I learned very quickly to ignore most of what I read. Much of it is inane. Much of it asks me to post more about myself than I’m comfortable doing. Some of it is people passing on “news feeds” which even the least amount of research will show that much of it is false. Other people post memes in a failed attempt at some kind of public discourse. And then there are the ads.
I’ve discovered that only about 1% of the stuff is worth reading, or liking, or sharing.
What particularly strikes me is reading through some posts and then clicking on the comments. The current pipeline debate is a good case in point. Person A posts a meme about how safe (or how dangerous) the proposed Kinder Morgan pipeline will be, and urges everyone to support the efforts to build (or deny) the pipeline. Then the comments start. Much of the “debate” (I put it in air quotes because much of what is written in the comments can’t really be called a debate) is not about the merits of the pipeline, but about the character of the person who posted the original post.

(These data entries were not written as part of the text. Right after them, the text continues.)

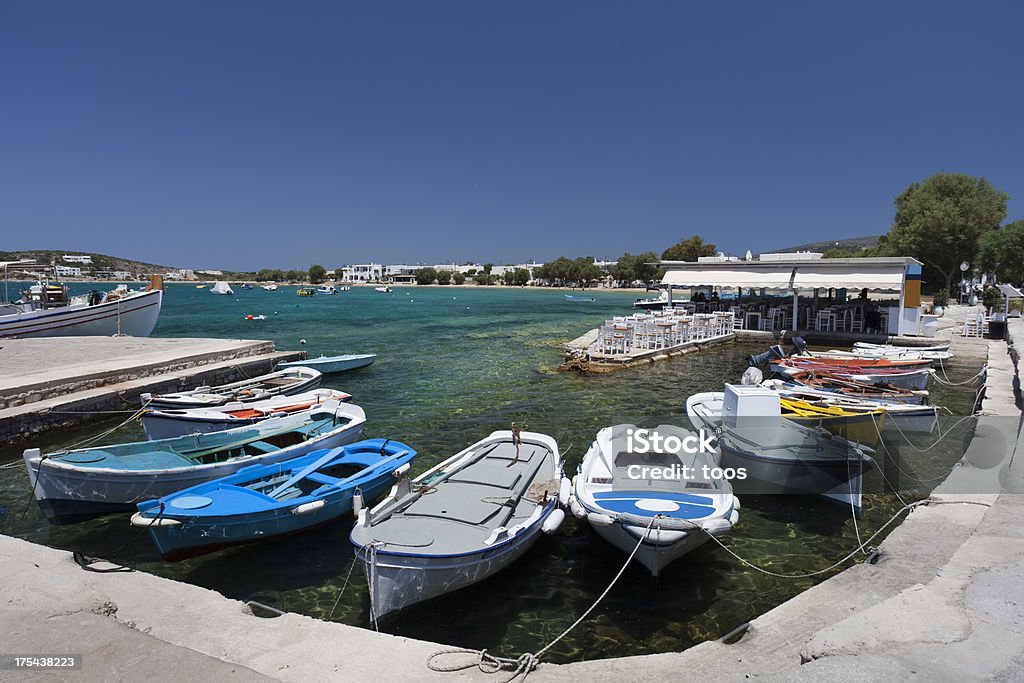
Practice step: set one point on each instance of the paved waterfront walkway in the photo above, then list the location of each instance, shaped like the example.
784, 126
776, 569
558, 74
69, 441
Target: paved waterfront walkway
944, 602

In Latin, this is called an ad hominem attack. It’s a strategy which is used to avoid genuine engagement with the topic at hand; instead you attack the character, motive or other attribute of the person making the argument. We often see ad hominem attacks used by people opposed to religion; instead of debating the merits of faith, they attack people of faith as being weak–willed or weak–minded, or simply unable to deal with the reality of life and therefore seek a false consolation in their faith.
We’ve seen Donald Trump use this kind of attack as he tweets to vilify those who disagree with him.

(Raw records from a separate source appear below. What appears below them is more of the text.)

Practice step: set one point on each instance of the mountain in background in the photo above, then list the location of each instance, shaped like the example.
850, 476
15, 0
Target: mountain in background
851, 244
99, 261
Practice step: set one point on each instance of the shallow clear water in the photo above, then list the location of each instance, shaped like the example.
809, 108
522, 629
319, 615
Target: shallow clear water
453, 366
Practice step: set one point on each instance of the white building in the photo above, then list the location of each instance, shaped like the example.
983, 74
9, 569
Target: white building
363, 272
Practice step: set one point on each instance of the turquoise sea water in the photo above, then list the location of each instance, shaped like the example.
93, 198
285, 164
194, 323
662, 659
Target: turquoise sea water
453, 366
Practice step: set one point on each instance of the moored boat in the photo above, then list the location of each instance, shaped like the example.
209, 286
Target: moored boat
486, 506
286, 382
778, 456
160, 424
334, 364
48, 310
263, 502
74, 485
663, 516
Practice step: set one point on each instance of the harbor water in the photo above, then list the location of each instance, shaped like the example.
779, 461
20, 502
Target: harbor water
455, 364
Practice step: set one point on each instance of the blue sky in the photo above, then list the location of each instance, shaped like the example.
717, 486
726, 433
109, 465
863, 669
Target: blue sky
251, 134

Why do we do this kind of thing? Why use this kind of strategy?
Here’s where mimetic theory becomes useful. Mimetic theory was developed by Rene Girard (1923–2015). A French historian, anthropologist, literary critic, and philosopher of social science, Girard’s genius lay in noticing something vitally important and seemingly obvious but which had never before been recognized as important.
Girard developed what he called “mimetic theory” after the Greek word mimesis, which means “imitative” or “mimicy”. The theory is based on what the observable human tendency to either imitate others or to want what others have. Girard observed this across many different cultures.
Human beings naturally imitate the desires of other people. Have you noticed that? Obvious, isn’t it? We are all of us mimetic creatures, people who imitate others or want what they have.
One of the most obvious areas in which we can see this is in the advertising industry which works to activate our mimetic desire, with demonstrated success.
We also see mimetic desire operate in the use of violence. Certainly in physical violence—if you hit me, I’ll hit you back. The same thing with verbal violence—if you attack me, I’ll counter–attack. If you say something negative about me, I will naturally respond by saying something negative about you or your family or your faith or your …. well, you fill in the blank. “Oh yeah? So’s your momma!”
And so the cycle continues. It happens at an individual level. It also happens at provincial or national levels. Just witness the verbal battles between John Horgan and Rachel Notley about the pipeline. Or the comments section on facebook.
And so it continues.
Until someone stops the cycle.
Until someone apologizes.
Until someone does something to make it right.
Donald Trump (and tons of other politicians) claim to follow Jesus. But their words and actions betray them. They don’t seem very Christ–like to me. You know, like the Donald who says “Get even with people. If they screw you, screw them back 10 times as hard. I really believe that.” Because surely you remember that passage in the gospels where Jesus says, “If someone slaps you on the cheek, slap that clown on the other cheek even harder!”
Well not really. The Jesus I (imperfectly) try to follow teaches us to turn the other cheek … to walk the second mile … to love our enemies.
Here’s the value of mimetic theory. It claims that we will always imitate someone. That’s why Jesus says, “Follow me.” He knew that we need a model.
I understand that it’s hard not to fall into the cycle of violence. When you back down, they’ll just come after you harder. They’ll rub it in your face.
But, if we keep doing that, the cycle never stops. Violence escalates.
The way of Jesus stops the cycle in its tracks.
And I know that’s the way I want to try and live.